BGH (Beschluss vom 06.09.2012; Aktenzeichen VII ZB 84/10)

 

Tenor

Die angefochtene Entscheidung wird abgeändert:

Auf die Erinnerung des Schuldners wird der Pfändungs- und Überweisungsbeschluss des Amtsgerichts Solingen vom 1. Juli 2010 - 7 M 3877/10 - teilweise, unter Abschnitt B, dahin abgeändert, dass dem Schuldner bis zur Deckung des Anspruchs der Gläubigerin von dem nach Abschnitt A errechneten Nettoeinkommen monatlich nur verbleiben 760,00 EUR zuzüglich 1/2 des Mehrbetrages.

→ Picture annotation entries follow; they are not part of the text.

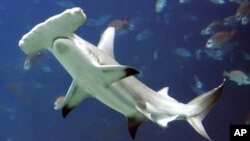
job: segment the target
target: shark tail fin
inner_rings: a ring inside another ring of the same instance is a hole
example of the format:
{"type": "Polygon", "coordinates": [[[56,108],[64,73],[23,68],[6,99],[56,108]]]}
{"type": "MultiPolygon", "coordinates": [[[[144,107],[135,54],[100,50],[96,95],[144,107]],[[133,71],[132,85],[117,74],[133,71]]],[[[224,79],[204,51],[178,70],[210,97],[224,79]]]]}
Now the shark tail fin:
{"type": "Polygon", "coordinates": [[[210,90],[187,104],[188,113],[186,116],[187,122],[203,137],[211,140],[202,125],[202,120],[209,113],[209,111],[214,107],[216,102],[222,95],[222,90],[224,86],[224,82],[218,87],[210,90]]]}

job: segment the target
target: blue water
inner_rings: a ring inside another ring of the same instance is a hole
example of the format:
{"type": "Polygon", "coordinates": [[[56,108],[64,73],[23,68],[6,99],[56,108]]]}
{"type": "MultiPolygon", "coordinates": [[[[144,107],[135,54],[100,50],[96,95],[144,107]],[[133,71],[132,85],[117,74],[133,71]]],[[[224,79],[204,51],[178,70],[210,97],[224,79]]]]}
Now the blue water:
{"type": "MultiPolygon", "coordinates": [[[[129,17],[131,29],[115,39],[115,56],[121,63],[141,71],[138,79],[154,90],[170,87],[170,95],[181,102],[197,96],[191,89],[194,75],[205,90],[219,85],[223,71],[250,73],[250,62],[241,51],[250,53],[250,25],[237,25],[234,50],[222,61],[202,54],[209,36],[200,31],[211,21],[235,13],[238,5],[215,5],[208,0],[179,4],[169,0],[162,13],[155,12],[155,0],[1,0],[0,1],[0,141],[129,141],[127,120],[97,100],[89,99],[66,119],[54,111],[56,97],[65,95],[69,74],[51,54],[45,54],[29,71],[23,70],[24,53],[18,42],[33,26],[74,6],[81,7],[96,25],[86,23],[77,34],[98,44],[102,31],[114,19],[129,17]],[[102,18],[101,18],[102,17],[102,18]],[[164,18],[165,17],[165,18],[164,18]],[[167,17],[167,18],[166,18],[167,17]],[[98,21],[99,19],[99,21],[98,21]],[[102,19],[102,20],[100,20],[102,19]],[[164,21],[166,20],[167,21],[164,21]],[[142,31],[150,31],[136,40],[142,31]],[[185,38],[184,38],[185,37],[185,38]],[[173,53],[187,48],[191,57],[173,53]]],[[[88,72],[84,72],[88,73],[88,72]]],[[[224,94],[203,124],[214,141],[229,140],[229,125],[244,124],[250,111],[250,86],[225,84],[224,94]]],[[[137,141],[205,141],[185,121],[174,121],[167,129],[146,122],[138,129],[137,141]]]]}

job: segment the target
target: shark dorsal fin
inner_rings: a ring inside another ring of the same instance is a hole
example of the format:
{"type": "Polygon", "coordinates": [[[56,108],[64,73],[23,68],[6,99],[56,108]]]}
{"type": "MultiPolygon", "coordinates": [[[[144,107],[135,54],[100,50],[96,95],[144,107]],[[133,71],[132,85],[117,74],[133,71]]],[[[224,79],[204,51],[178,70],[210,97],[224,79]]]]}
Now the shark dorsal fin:
{"type": "Polygon", "coordinates": [[[114,58],[114,38],[115,38],[115,28],[108,27],[101,36],[101,39],[98,44],[98,48],[111,57],[114,58]]]}
{"type": "Polygon", "coordinates": [[[142,122],[143,121],[138,120],[136,118],[128,117],[128,129],[129,129],[130,136],[132,137],[133,140],[135,139],[137,129],[141,125],[142,122]]]}
{"type": "Polygon", "coordinates": [[[104,73],[103,76],[108,86],[123,78],[139,73],[134,68],[122,65],[104,65],[100,66],[100,69],[104,73]]]}
{"type": "Polygon", "coordinates": [[[166,95],[168,95],[168,90],[169,90],[169,87],[164,87],[164,88],[160,89],[158,91],[158,93],[161,94],[161,95],[166,96],[166,95]]]}

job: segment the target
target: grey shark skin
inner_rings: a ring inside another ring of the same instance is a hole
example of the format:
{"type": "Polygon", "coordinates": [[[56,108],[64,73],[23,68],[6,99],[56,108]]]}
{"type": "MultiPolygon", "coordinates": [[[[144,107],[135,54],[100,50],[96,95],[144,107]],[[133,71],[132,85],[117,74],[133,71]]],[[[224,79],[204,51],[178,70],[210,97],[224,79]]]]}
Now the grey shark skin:
{"type": "Polygon", "coordinates": [[[55,109],[62,109],[63,117],[94,97],[128,118],[133,139],[144,121],[166,128],[170,121],[186,120],[211,140],[201,122],[220,98],[224,82],[187,104],[178,102],[168,95],[168,87],[152,90],[132,76],[138,73],[136,69],[114,59],[115,27],[107,27],[97,47],[74,34],[85,20],[82,9],[68,9],[38,24],[19,41],[27,55],[49,50],[71,75],[73,82],[66,96],[55,101],[55,109]]]}

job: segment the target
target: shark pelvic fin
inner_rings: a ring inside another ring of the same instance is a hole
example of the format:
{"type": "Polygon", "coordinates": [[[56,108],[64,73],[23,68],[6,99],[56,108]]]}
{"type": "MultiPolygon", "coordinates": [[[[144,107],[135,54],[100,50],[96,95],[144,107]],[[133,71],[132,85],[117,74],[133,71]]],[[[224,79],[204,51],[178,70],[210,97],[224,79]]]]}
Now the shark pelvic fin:
{"type": "Polygon", "coordinates": [[[136,118],[128,117],[128,129],[129,129],[130,136],[132,137],[133,140],[135,139],[137,129],[141,125],[142,122],[143,121],[138,120],[136,118]]]}
{"type": "Polygon", "coordinates": [[[101,71],[104,73],[103,75],[104,80],[109,85],[123,78],[139,73],[134,68],[131,68],[128,66],[121,66],[121,65],[104,65],[104,66],[100,66],[100,68],[101,68],[101,71]]]}
{"type": "Polygon", "coordinates": [[[169,87],[164,87],[164,88],[160,89],[157,93],[162,95],[166,99],[176,101],[174,98],[172,98],[168,95],[168,91],[169,91],[169,87]]]}
{"type": "Polygon", "coordinates": [[[101,36],[98,44],[98,48],[109,54],[114,58],[114,38],[115,38],[115,28],[108,27],[101,36]]]}
{"type": "Polygon", "coordinates": [[[211,140],[202,125],[202,120],[208,114],[208,112],[214,107],[219,98],[222,95],[224,82],[218,87],[210,90],[197,98],[193,99],[187,104],[189,115],[186,117],[188,123],[203,137],[211,140]]]}
{"type": "Polygon", "coordinates": [[[86,92],[80,90],[80,88],[73,81],[71,86],[63,99],[63,102],[58,99],[55,102],[55,109],[62,108],[62,116],[65,118],[77,105],[79,105],[84,99],[88,97],[86,92]]]}

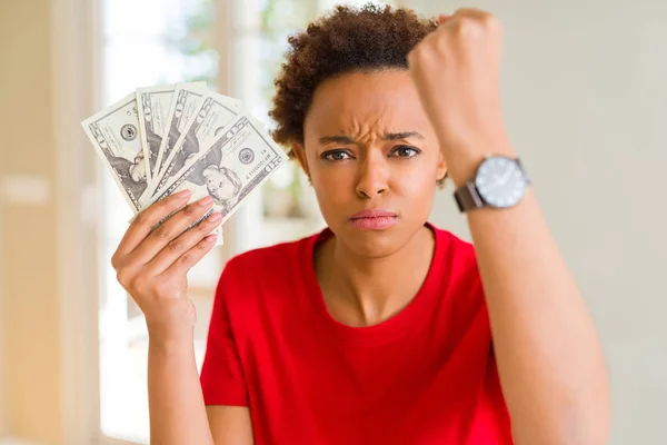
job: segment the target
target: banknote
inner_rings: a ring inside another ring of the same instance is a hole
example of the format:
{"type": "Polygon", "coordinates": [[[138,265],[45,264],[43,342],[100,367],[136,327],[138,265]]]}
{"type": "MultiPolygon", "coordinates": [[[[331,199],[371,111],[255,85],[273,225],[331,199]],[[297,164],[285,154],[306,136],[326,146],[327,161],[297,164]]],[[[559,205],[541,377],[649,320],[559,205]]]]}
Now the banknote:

Die Gläubigerin hat die Kosten des Verfahrens zu tragen.

Die Rechtsbeschwerde wird zugelassen.

 

Gründe

Die Gläubigerin betreibt gegen den Schuldner die Zwangsvollstreckung aus dem Zwischenvergleich vom 10. Mai 2010 (37 F 312/08, AG Solingen), in dem sich der Schuldner verpflichtet hat, an die Gläubigerin bis zum rechtskräftigen Abschluss der Folgesache "Nachehelicher Unterhalt" einen monatlichen Ehegattenunterhalt in Höhe von 556,00 EUR zu zahlen. Wegen eines Unterhaltsrückstands von 556,00 EUR sowie des künftig fällig werdenden Unterhalts hat die Gläubigerin den Pfändungs- und Überweisungsbeschluss vom 1. Juli 2010 erwirkt, durch den die angeblichen Ansprüche des Schuldners gegen die Drittschuldnerin auf Zahlung des gegenwärtigen und zukünftigen Arbeitseinkommens gepfändet worden sind. Unter Abschnitt B dieses Beschlusses ist angeordnet, dass dem Schuldner von dem Nettoeinkommen nur verbleiben dürfen 760,00 EUR monatlich. Zur Begründung ist ausgeführt, dass ein neuer Ehepartner des Schuldners - der Schuldner ist seit dem 10. Juni 2010 erneut verheiratet - gegenüber der geschiedenen Ehefrau als der vollstreckenden Gläubigerin nachrangig sei und keine Berücksichtigung finde.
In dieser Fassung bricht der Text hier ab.